No, I just wanted to ask an ACTUAL PERSON for something more reliable.

Guess I might be right and it IS a clone.


----------



## Judge Spear (Nov 19, 2013)

But it's a superior clone! \:3/


----------



## Runefox (Nov 19, 2013)

TransformerRobot said:


> No, I just wanted to ask an ACTUAL PERSON for something more reliable.


I don't really know that me telling you is better than looking it up. I mean, I could tell you it was released in 1998. But I kind of hate Razer anyway.



> Guess I might be right and it IS a clone.


I'm not sure if it's a clone really. It's kind of inevitable that a tablet would be married with a controller like that, and the WiiU controller is just that; It can't function stand alone. As time goes on, iPads will be getting controller accessories like that as well now that Apple's enabled controller support with iOS7.


----------



## TransformerRobot (Nov 19, 2013)

Runefox said:


> I don't really know that me telling you is better than looking it up. I mean, I could tell you it was released in 1998. But I kind of hate Razer anyway.
> 
> I'm not sure if it's a clone really. It's kind of inevitable that a tablet would be married with a controller like that, and the WiiU controller is just that; It can't function stand alone. As time goes on, iPads will be getting controller accessories like that as well now that Apple's enabled controller support with iOS7.



Maybe Nintendo can use that to their advantage. After all, they said they're planning cross-platform play, and that might include iOS devices like iPads.



XoPachi said:


> But it's a superior clone! \:3/



You mean like you're _superior_ to everyone else?

BTW, there's Nintendo bias in what you just said.


----------



## Judge Spear (Nov 19, 2013)

How? I said the edge is superior to the Wii U pad...
Thanks for the compliment btw! :3


----------



## TransformerRobot (Nov 19, 2013)

XoPachi said:


> How?

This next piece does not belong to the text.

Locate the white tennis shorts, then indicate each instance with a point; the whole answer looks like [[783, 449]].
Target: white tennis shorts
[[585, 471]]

I said the edge is superior to the Wii U pad...
> Thanks for the compliment btw! :3



Didn't you catch the sarcasm?

Anyway, I'm calling you biased because you praised a CLONE of something that came months earlier.


----------



## Judge Spear (Nov 19, 2013)

I can catch sarcasm. You can't catch "killing with kindness".

And the Edge (even made by Razer) is technically superior to the Wii U gamepad not that I expect a controller to really BE that amazing. I mean...the Edge is like a frigging laptop. Though I suppose it's apple and oranges considering what both tasks are. Though the edge is VASTLY more comfortable even with it's weight.


----------



## Stratelier (Nov 19, 2013)

So the PS4 is out at $400 and this Friday the XBox One arrives at $500.

Meanwhile, the Wii U is at $300 and the new Mario game is arriving also on Friday.  (The new Zelda game is arriving too, but that's the 3DS.)

That makes Nintendo the cheapest console option.  What do you think that is worth?


----------



## TransformerRobot (Nov 19, 2013)

Stratadrake said:


> So the PS4 is out at $400 and this Friday the XBox One arrives at $500.
> 
> Meanwhile, the Wii U is at $300 and the new Mario game is arriving also on Friday.  (The new Zelda game is arriving too, but that's the 3DS.)
> 
> That makes Nintendo the cheapest console option.  What do you think that is worth?



I would say it's worth a lot, even if you don't have any kids of your own to play Mario with.


----------



## Judge Spear (Nov 19, 2013)

Stratadrake said:


> So the PS4 is out at $400 and this Friday the XBox One arrives at $500.
> 
> Meanwhile, the Wii U is at $300 and the new Mario game is arriving also on Friday.  (The new Zelda game is arriving too, but that's the 3DS.)
> 
> That makes Nintendo the cheapest console option.  What do you think that is worth?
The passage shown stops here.